San Francisco — Google will ban online advertisements promoting crypto-currencies and initial coin offerings (ICOs) starting in June, as part of a broader crackdown on the marketing of a new breed of high-risk financial products.

Alphabet’s Google announced the decision on Wednesday night in an update to its policy, which says it will begin to block ads for "crypto-currencies and related content". Facebook took a similar step in January, leaving the two largest web-ad sellers out of reach of the nascent digital-currency sector.

Bitcoin, the largest crypto-currency by market value, pared an advance of about 2% after Google’s announcement, trading little changed at $9,099 as of 1.04pm in Hong Kong. Rival coins ripple and ether also pared gains.

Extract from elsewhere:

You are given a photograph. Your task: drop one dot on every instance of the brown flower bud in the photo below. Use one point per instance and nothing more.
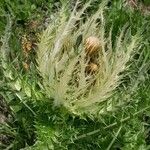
(91, 68)
(92, 45)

The internet-search giant is also restricting ads for financial products, including binary options, a risky derivative with an all-or-nothing pay-off. Right now, Google queries for terms such as "binary options" and "buy bitcoin" produce four ads at the top of the results.

Facebook, Google’s primary rival for ad dollars, banned ads for crypto-currencies in January. Some aggressive businesses found a loophole: purposely misspelling words such as "bitcoin" in their ads. A Google spokeswoman said the company’s policies will try to anticipate workarounds like this.

Google’s updated policy came with the release of its annual "bad ads" report, a review of the number of malicious, deceptive and controversial ads Google scrubs from its massive search, display and video network. In 2017, Google said it removed more than 3.2-billion advertisements from the web. That’s up from 1.7-billion in 2016. Last year, for instance, Google pulled 79-million ads for luring online clickers to websites with malware.

Google is also accelerating a push against misleading content. The company suspended 7,000 customer accounts for ads that impersonated a news article — what Google calls "tabloid cloaking" — and blocked more than 12,000 websites for copying information from other publications.

It’s unlikely that the 3.2-billion ads pulled in 2017, nor the coming crypto-currency ban, will have a serious impact on sales. Last year, Google generated $95.4bn in ad revenue, up 20% from 2016.